Parlant des femmes, Dacosta affirme que c’est la loi de l'attraction. «C’est vrai que j'ai tout ce qu'il faut pour attirer. Mais je n’ en abuse pas. Et puis, je pratique l'islam», dit-il en soulignant que «chaque personne mûrit de jour en jour et je suis passé dans pas mal d'actes comme tant d'autres hommes. Mais je ne cours pas derrière les filles, c'est tout à fait le contraire. En plus, je suis marié et j'ai des enfants».

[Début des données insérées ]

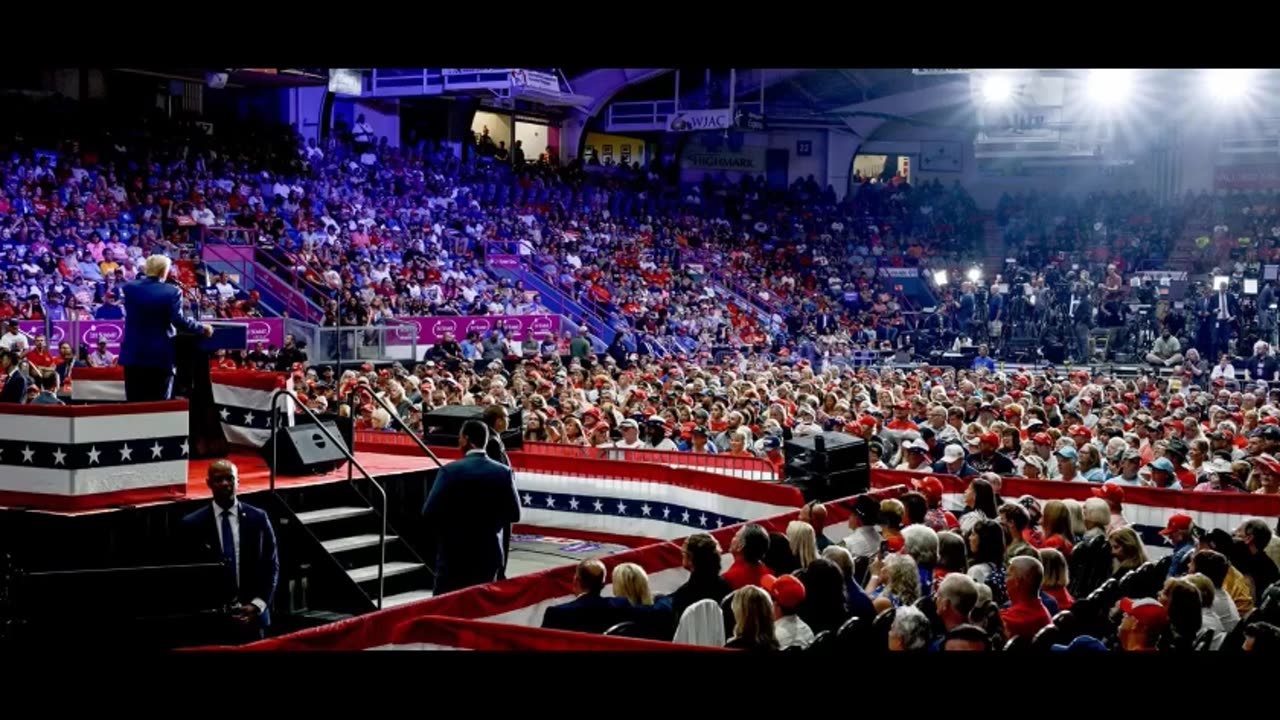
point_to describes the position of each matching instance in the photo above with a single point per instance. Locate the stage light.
(1229, 85)
(996, 89)
(1110, 86)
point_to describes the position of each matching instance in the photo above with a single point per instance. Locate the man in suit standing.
(497, 418)
(589, 611)
(471, 504)
(154, 311)
(241, 536)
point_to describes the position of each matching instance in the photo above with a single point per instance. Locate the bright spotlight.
(1228, 85)
(996, 89)
(1110, 86)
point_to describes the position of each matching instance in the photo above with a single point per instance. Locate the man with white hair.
(147, 352)
(910, 629)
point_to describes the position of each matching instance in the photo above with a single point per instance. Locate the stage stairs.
(333, 536)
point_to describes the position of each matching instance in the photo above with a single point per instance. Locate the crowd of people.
(1064, 577)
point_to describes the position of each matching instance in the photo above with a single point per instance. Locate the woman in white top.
(1224, 370)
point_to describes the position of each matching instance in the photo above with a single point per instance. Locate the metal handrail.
(353, 464)
(387, 406)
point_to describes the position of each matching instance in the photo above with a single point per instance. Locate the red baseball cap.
(1111, 492)
(787, 591)
(1178, 522)
(931, 487)
(1146, 610)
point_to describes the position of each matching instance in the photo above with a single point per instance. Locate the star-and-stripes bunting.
(520, 602)
(83, 456)
(242, 400)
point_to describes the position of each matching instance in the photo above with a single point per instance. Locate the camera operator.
(1114, 315)
(1166, 351)
(1266, 313)
(1079, 309)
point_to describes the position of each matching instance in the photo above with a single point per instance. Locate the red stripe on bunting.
(1228, 502)
(739, 488)
(114, 373)
(475, 634)
(94, 410)
(251, 379)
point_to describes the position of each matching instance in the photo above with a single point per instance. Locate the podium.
(193, 383)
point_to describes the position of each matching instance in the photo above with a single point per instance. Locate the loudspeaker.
(305, 450)
(828, 466)
(443, 424)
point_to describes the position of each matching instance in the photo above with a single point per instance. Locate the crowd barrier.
(630, 504)
(522, 601)
(1146, 509)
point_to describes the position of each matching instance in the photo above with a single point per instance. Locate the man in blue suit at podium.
(152, 311)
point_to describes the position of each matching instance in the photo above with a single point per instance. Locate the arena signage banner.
(746, 160)
(432, 329)
(265, 329)
(695, 121)
(1247, 177)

«Je pèse plus qu’un milliard» 
24. C’est le nombre de pays dans lesquels ce talibé de Serigne Béthio Thioune a déjà défilé et il continue. Des prestations qui lui rapportent gros. «J’ai des cachets très élevés. Car je fais aussi de la publicité, des photos… Oui je suis riche, ma richesse, c'est mon portefeuille, ma fortune, je ne pourrais vous l’estimer. Mais oui, je pèse plus qu’un milliard», affirme Mouhamed Bamba Saliou qui dit avoir de très bons rapports avec les autres mannequins. Il révèle qu’il y a une équipe de football de mannequins hommes. Il y a trop d’hommes mannequins. «Parce que c’est un métier fiable et que ces étiquettes qu’on nous colle n’existent pas. Maintenant, il faut qu’on apprenne à tous ces gens-là c’est quoi le mannequinat. Quel type de mannequin ils sont. Et pour cela, je les inviterais dans mon agence qui s’appelle Mac Wilson. Et c’est un travail que vous ne pouvez pas lâcher en fait. Par exemple, lorsque Baye Peul, Modou Lo ou Balla Gaye font des publicités, il faut les considérer automatiquement comme des mannequins photos», informe-t-il en précisant que pour ce qui est de mettre un terme à sa carrière, cela ne dépend pas de l’âge. «Car il y a des mannequins du 3e âge. Donc lâcher le mannequin c’est impossible, sauf si personne ne veut plus de moi».